Local Observability with Prometheus & Grafana

🎯 Objective

Welcome! This hands-on project is designed to introduce new Site Reliability Engineers (SREs) to our foundational observability stack. You’ll simulate the process of deploying and working with the same tools and configurations we use across our environments.

By the end of this exercise, you will:

Deploy a local Prometheus + Grafana observability stack using our standardized Skaffold + Kustomize setup.
Confirm that Prometheus is successfully scraping metrics from local services.
Build a Grafana dashboard visualizing Service Level Indicators (SLIs) like latency, throughput, and error rates.
Understand how our observability tooling helps us troubleshoot issues in real time and support long-term system reliability.

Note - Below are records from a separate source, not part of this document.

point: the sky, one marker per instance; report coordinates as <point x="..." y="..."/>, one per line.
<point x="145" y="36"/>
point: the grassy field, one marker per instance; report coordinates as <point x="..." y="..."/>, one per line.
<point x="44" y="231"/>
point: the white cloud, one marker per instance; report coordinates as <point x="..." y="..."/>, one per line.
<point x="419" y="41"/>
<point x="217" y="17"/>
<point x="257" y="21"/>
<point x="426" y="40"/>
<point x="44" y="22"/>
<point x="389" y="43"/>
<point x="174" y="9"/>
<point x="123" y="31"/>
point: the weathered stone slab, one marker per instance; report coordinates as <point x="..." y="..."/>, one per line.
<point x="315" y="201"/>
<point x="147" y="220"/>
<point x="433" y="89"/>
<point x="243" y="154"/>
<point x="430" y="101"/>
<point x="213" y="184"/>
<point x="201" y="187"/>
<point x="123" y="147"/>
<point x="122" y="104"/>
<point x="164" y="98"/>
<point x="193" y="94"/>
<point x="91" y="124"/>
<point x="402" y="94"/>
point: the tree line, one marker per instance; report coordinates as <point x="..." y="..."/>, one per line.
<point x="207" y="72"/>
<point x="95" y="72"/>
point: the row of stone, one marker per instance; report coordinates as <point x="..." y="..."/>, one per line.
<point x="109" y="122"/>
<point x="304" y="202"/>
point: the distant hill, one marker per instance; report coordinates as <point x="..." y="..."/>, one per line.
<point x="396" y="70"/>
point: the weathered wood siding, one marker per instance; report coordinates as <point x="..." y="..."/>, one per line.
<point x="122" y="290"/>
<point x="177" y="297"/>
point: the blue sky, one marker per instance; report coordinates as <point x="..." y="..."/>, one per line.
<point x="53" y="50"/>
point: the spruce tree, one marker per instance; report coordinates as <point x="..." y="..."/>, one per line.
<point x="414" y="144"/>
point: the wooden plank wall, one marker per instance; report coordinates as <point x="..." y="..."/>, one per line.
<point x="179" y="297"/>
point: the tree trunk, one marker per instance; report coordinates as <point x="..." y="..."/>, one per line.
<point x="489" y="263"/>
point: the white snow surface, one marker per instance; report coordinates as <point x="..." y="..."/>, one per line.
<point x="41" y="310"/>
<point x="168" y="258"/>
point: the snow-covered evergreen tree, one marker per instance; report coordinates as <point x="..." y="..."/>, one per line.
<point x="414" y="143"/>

This simulation mirrors our production workflows for issue investigation, deployment validation, and SLO monitoring.

🧰 Stack Overview

Tool	Purpose
Skaffold	automates deployment and developer workflow
Kustomize	manages Kubernetes overlays across environments
Kubernetes	running locally via Docker Desktop
Prometheus	collects and scrapes metrics
Grafana	visualizes time-series metrics
Sample App	exposes metrics endpoint (e.g. /actuator/prometheus)

Tool

Purpose

Skaffold

automates deployment and developer workflow

Kustomize

manages Kubernetes overlays across environments

Kubernetes

running locally via Docker Desktop

Prometheus

collects and scrapes metrics

Grafana

visualizes time-series metrics

Sample App

exposes metrics endpoint (e.g. /actuator/prometheus)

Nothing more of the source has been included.